Death rates in the NHS are significantly higher than six other developed countries, says Professor Sir Brian Jarman, an academic who helped expose the Stafford Hospital Scandal.

According to Sir Brian’s figures, patients in English hospitals are 45% more likely to die than those in the US. The five other developed countries have not been named due to confidentiality conditions.

The data is based upon hospital standardised mortality rates (HSMR) which compare the actual number of deaths with the outcome that would have been expected, considering a patient’s age and illness.

Speaking about the findings, Sir Brian said: “you can’t say it’s a direct measure of quality of care but HSMR should be used as a trigger.
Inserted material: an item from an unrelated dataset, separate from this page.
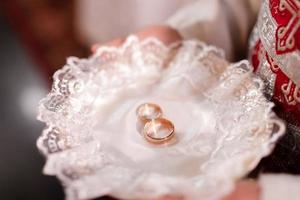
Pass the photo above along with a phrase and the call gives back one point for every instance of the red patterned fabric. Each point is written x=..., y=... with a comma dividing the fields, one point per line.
x=287, y=15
These figures do show that if you look at the adjusted death rates in seven countries, we’re significantly higher [than the international average].”

He added that more than 220,000 patients die in English hospitals every year, many of whom could have been saved if care matched that in other countries. The NHS compared particularly badly on conditions usually suffered by the elderly, with pneumonia and septicaemia respectively 46% and 27% higher than the international average.

Katherine Murphy, chief executive of the Patients Association, said: “this is another warning sign for the NHS. We can’t ignore data like this that gives us a clear message that there are deficiencies in the system. It’s yet another wake up call for the NHS that there are huge areas that need improvement. It’s worrying for patients.”